Ancora una volta, seppure attraverso una angolatura molto differente, è
necessario essere d’accordo con le parole di difesa del protagonista: «Non Ada
era importante per me, ma Basedow» (963). Proprio come avviene nei
procedimenti inconsci, Zeno ha svuotato Basedow di qualsiasi singolarità: egli
è importante nel romanzo solo come strumento per raggiungere l’oggetto del
proprio desiderio, uno strumento che però sfigura Ada tanto da renderla
‘inservibile’. Di qui l’emozione di partenza che ha messo in moto il sogno: un
forte sentimento di minacciosità che attanaglia il protagonista come una morsa e
che il sogno esprime sottoforma di Basedow in posizione sia passiva che attiva.

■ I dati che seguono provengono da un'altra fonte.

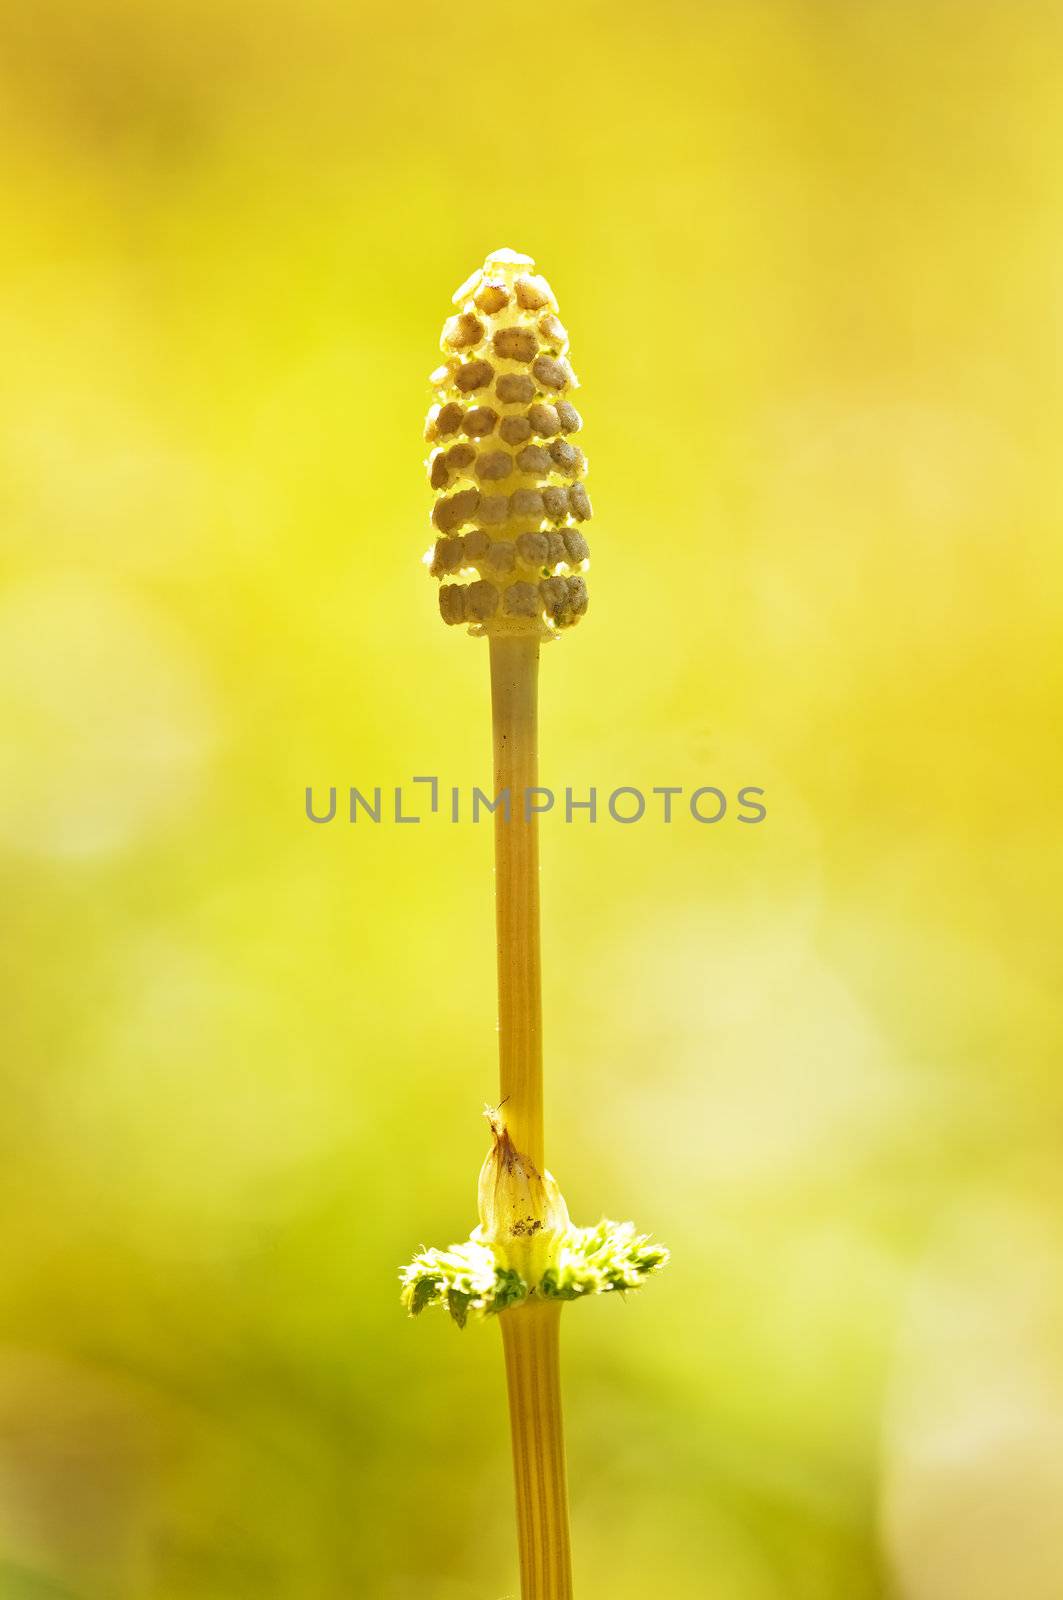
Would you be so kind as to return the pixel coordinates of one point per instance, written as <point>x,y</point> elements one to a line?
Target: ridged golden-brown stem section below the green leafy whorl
<point>539,1449</point>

Il vantaggio principale di un’impostazione logico-simmetrica nello studio di
testi letterari è quello di consentire al critico di superare coppie oppositive
ingombranti come esterno/interno, conscio/inconscio e, al contempo, quello
di fornire una delega nella ricerca contenutistica di sintomi e complessi psichici.
Simili potenzialità sono ancora più preziose per un romanzo come la Coscienza
e potrebbero portare le successive letture critiche in un contesto in cui Zeno
rimane anche dopo (mai senza) Freud.